Home > Vertigo > Lucifer #46

Lucifer #46

January 18, 2004

Quick Rating: Fair
Title: The Weaving (Stitchglass Slide Part I)

A young boy meets a creature that takes emotions and weaves remarkable things.

Writer: Mike Carey
Art: Peter Gross & Ryan Kelly
Colors: Daniel Vozzo
Letters: Jared Fletcher
Editor: Shelly Bond
Cover Art: Christopher Moeller
Publisher: DC Comics/Vertigo

While this is billed as the first issue of a new storyline, it’s still a book that could be somewhat daunting to new readers. The only word to describe this comic book is “bizarre,” but (public servant that I am), I did my best to decipher it. What I think I got was this: Lucifer, at some point in the previous 45 issues, created a new world of his own. In this world is a creature named Thole, who can take emotions and spin them into glass, weaving magnificent constructs that have a mystifying effect on those who come into contact with them based on whatever emotions they are built from. Thole’s purpose, as is the life-cycles of the Spinners, is to attract a mate with his weaving. When he has refuse emotions, things he does not need and cannot use, he discards them into a “slophole” into our own universe, which happens to lead to the attic of a very unhappy little boy in a very unhappy family.

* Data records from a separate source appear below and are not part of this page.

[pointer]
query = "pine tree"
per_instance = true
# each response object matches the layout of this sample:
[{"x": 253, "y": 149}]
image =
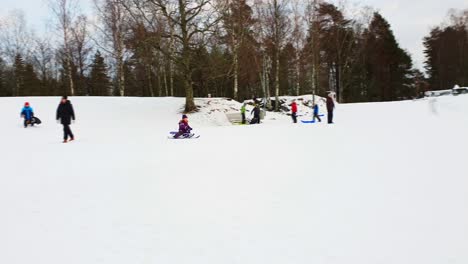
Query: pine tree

The boy befriends Thole, and were it not for the ominous prologue of this issue one would suspect the title of heading to a classic children’s book formula where a child is whisked away to a magical land, meets strange and fascinating creatures, and has marvelous adventures before being returned home. This is a Vertigo book, though. This is a book named after Lucifer, of all people. It’s hard to imagine a happy ending.

This is a perplexing book, especially since the title character is reduced to what appears to be a subplot in this issue. People picking up this issue looking for the fallen angel will wonder why on Earth this book has his name on it – he’s barely there. For those panels he is there, he is endeavoring to eliminate immortals from his realm… does this apply to Thole? What do the two stories have to do with one another? No answers here – but then, this is just the first issue in the story.

Gross and Kelly do a wonderful job on the artwork in this issue. Thole’s world has a very fanciful, classical feel to it, and his weavings look like the works of magic they really are.

This is a fascinating story. The weak part is that Thole, thus far, is a much more fascinating character than Lucifer himself. Fortunately, there’s still time to turn that around.